The current evolution to workflows is the "directed acyclic graph" workflow engine. This has been an improvement, mostly by constraining the actual use of workflow engines to task organizations that they can do, and trying to keep people from going "full Turing" in the workflow engine.

It still can loop ... most do it by recursive calls to subflows ... gets pretty spaghetti. And you still have the fundamental issue that all PHBs will want in the workflow. On error, retry, or have a recovery flow, or that type. Still a huge amount of complexity to properly get the workflow working.

And yet the visual editing workflow tool can have enormous value. Enormous. The Visual nature of the flow, ability to visually diagnose suspended / failed executions. And workflow are everywhere: batch processes, code builds, deployments, automated maintenance, backups / restores, etc.

And I haven't even gotten into the mess of automated rules-engine-based stuff.

The only value structuring low level code along the lines of what "enterprise workflow" has evolved into after decades (useful, but not a holy grail) is if it gives you a fundamentally better way to visualize the execution of the code, which can happen under constrained use of workflow engines.

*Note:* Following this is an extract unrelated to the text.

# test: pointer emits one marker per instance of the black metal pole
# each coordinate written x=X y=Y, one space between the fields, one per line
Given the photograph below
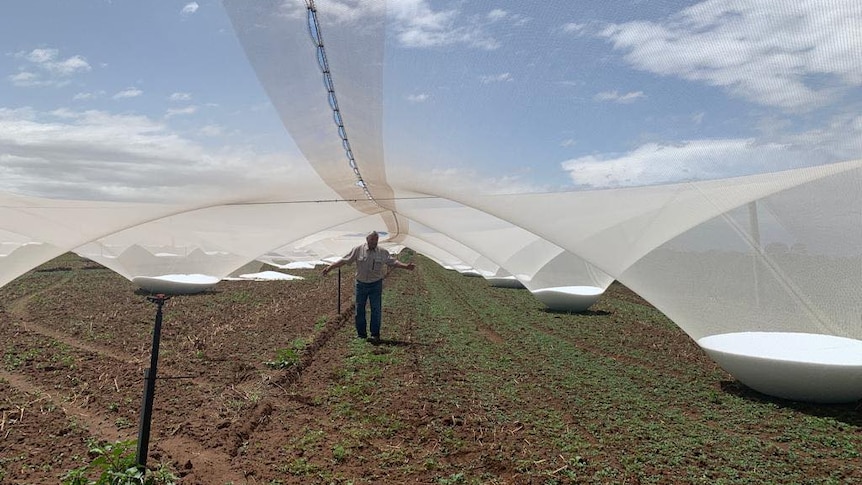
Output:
x=150 y=386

UML was a massive disaster, another tangential relation to what appears to be being done here. There your "workflows" or code diagrams were code generated to code.

Alas, the final problem of workflow engines is their balkanization. XML standardizations (BPEL) failed miserably for all the usual corporate product standardizations (functioned as lockin for the existing players, lowest common denominator abilities, ugly, XKCD protocol+1).

If only... if only there was a good designed representation scheme and a wide variety of good open source visualization and execution engines. But there aren't.

I think what is discussed here is a step towards a potential solution: it comes from the IDE tooling, something that a workflow always was (in the vein of the now-defunct CASE/Computer Aided Software Engineering days). A standard tooling that coders demand and IDEs provide as a minimum barrier. But IDEs are single machine things, and workflows are distributed entities ... sigh, nevermind that thought.

Ok, maybe we just need a good visualization tool first that is more universal. Don't care about the creation, just something that can "plug in" and represent non-workflow system interactions AS workflows. "Enterprise execution visualization". A REALLY good system for that has never existed IMO, and is universally needed.

Temporal (and similar systems like Cadence, AWS SWF, Azure Durable Functions) allows you more expressiveness and better DX than defining DAGs in a UI or markup file. You can write (almost) arbitrary code, and the library translates the code's actions into workflow steps.

> The Visual nature of the flow, ability to visually diagnose suspended / failed executions.

Temporal has a web UI in which you can see which executions are failing, and see on which step they're failing:

https://temporal.io/blog/temporal-ui-beta

A lot of the things - especially the good visualization you are referring is already possible with Netflix Conductor. It's OSS and free and also has a company called Orkes backing it.

I think they also have C# SDK which I can't vouch for because I haven't used it.